Her nightmare did not end there.
“I was first accused of abandonment and neglect, but the prosecution called it ‘aggravated homicide’ and I was convicted in May 2016,” she told AFP.
Last year, a medical report concluded that her baby had died of neonatal sepsis, a finding that resulted in Lilian’s early prison release in November with the aid of women’s rights NGOs.
By then, she had already served eight years behind bars.
“If she (the baby) had been treated in time, she would not have died. I wouldn’t have wasted so many years of my life in prison,” said Lilian, whose other daughter was just two when it happened and was raised by her grandparents.
“I only saw her twice, I did not see her grow up.”

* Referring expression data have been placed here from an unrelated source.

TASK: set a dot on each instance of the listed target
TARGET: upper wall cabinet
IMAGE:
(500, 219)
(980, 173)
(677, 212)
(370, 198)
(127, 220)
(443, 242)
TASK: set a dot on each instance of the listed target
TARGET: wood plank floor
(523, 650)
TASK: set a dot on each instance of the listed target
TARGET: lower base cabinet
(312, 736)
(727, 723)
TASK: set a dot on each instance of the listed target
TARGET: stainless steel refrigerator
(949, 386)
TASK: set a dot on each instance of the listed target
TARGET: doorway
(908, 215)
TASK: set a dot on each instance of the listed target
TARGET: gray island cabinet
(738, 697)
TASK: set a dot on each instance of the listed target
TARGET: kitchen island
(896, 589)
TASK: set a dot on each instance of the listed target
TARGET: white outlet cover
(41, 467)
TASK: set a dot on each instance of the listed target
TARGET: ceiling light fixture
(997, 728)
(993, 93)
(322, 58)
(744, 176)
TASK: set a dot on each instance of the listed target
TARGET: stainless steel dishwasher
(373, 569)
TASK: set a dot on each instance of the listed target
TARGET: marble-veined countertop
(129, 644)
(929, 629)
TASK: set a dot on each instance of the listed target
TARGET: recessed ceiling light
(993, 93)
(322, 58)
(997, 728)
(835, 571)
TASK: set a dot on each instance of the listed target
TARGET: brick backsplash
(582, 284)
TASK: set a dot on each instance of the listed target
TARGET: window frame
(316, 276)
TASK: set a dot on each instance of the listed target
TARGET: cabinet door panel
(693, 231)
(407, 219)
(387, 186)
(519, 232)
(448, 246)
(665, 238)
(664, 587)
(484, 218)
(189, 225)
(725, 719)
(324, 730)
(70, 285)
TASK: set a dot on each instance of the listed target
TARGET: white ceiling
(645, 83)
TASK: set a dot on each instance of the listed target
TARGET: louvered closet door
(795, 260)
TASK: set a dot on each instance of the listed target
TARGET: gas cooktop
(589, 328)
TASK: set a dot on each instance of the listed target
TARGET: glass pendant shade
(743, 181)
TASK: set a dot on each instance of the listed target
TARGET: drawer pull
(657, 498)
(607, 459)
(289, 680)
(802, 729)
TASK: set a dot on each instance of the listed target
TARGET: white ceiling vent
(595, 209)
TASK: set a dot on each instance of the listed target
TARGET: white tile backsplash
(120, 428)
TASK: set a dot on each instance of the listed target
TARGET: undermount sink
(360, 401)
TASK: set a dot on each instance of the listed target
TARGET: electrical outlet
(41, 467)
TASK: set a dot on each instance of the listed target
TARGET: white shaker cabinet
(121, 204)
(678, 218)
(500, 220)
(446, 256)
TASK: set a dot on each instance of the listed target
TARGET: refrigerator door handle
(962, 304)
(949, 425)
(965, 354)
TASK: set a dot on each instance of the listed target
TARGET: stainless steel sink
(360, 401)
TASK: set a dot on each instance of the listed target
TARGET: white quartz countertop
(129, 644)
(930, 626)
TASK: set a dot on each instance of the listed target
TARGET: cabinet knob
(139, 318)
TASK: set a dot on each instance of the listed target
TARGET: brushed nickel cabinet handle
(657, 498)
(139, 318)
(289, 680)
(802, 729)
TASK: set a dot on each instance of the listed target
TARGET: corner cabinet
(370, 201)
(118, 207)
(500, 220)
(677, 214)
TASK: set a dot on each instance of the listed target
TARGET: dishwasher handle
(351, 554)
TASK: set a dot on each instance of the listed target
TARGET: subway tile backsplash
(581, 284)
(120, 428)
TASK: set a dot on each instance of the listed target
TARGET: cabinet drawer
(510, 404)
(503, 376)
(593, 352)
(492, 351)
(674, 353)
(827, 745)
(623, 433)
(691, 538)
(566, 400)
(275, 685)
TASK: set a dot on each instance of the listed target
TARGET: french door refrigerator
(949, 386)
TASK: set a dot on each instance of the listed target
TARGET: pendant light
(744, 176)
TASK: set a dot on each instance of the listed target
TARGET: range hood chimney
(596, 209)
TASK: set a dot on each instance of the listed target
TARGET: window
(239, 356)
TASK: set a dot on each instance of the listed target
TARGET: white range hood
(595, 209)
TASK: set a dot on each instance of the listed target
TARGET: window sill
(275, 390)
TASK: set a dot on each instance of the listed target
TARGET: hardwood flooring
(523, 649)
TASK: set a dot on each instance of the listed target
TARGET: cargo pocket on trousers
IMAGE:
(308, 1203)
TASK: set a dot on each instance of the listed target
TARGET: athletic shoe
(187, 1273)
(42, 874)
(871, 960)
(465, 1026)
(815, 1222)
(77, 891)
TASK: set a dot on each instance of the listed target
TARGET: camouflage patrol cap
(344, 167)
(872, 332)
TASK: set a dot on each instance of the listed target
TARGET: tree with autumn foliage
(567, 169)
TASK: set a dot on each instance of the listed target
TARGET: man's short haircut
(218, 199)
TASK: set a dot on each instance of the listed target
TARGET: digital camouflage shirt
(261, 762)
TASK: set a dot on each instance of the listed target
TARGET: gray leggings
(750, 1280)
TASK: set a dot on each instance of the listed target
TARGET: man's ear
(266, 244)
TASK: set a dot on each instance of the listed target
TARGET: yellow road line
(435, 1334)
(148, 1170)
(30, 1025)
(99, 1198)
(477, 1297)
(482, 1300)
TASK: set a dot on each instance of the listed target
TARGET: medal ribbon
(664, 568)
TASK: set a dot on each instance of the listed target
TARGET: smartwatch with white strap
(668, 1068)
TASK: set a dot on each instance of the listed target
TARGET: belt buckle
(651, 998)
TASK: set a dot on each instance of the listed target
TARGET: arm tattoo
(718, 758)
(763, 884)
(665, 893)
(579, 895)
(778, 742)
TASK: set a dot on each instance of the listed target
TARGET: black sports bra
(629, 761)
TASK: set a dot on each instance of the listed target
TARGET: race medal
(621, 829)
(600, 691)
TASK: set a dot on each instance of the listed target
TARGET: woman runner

Lilian is the last of 73 Salvadorans to be released from prison in the last decade under a campaign by rights groups to free women serving sentences of up to 50 years for abortions, miscarriages or birthing complications.
Almost all are from poor backgrounds in rural areas where health services are precarious, said Arturo Castellanos, a social worker with the Citizens’ Group for the Decriminalization of Abortion.
Alba Lorena Rodriguez, now 36, became pregnant at 21, after an acquaintance raped her.
Five months pregnant, she went into premature labor at home.
“I had to give birth to him myself, I fainted, I dropped” the baby, she told AFP.
A neighbor called the police, and Rodriguez, who has two other daughters, was arrested at the infant’s funeral.
“I felt the world come crashing down on me, because I knew I wasn’t going to see the girls, and they were punishing me for something I hadn’t done,” she said.
“The one who raped me was on the outside with his family and I (was)… imprisoned. The law is unfair,” said Rodriguez, who said she had no defense lawyer and no chance for anything like a fair trial.
Rodriguez served 10 years of a 30-year sentence before she, too, was released.
Both women chose to talk to AFP in the capital San Salvador, far from their own villages where the punishment has not stopped.
When the jailed women leave prison, “the community discriminates against them and stigmatizes them,” Castellanos said.
In Latin America, elective abortion is legal in Mexico, Argentina, Colombia, Cuba and Uruguay.
It is banned outright, without exceptions for health risks or other circumstances, in El Salvador, Nicaragua, Honduras, Haiti and the Dominican Republic.
Nowhere are the penalties as severe as in El Salvador, however.
Under the law there, abortion is punishable by two to eight years in prison. But the charge is often changed to “aggravated homicide,” which carries a penalty of 30 to 50 years.
Since 1998, when abortion was criminalized in El Salvador, 199 women have been sentenced.
Since Lilian’s release last year, none remain imprisoned, but seven women are awaiting trial, according to the Citizens’ Group.
“No one can give me back my lost time. I’m rebuilding the bond with my daughter,” said Lilian, who would like to see the law changed so that other women do not have to go through what she has.
But President Nayib Bukele, newly elected to a second five-year term with near-total control of parliament, has said there will be no change to abortion laws in the deeply Christian country.
“The struggle continues,” said Lilian.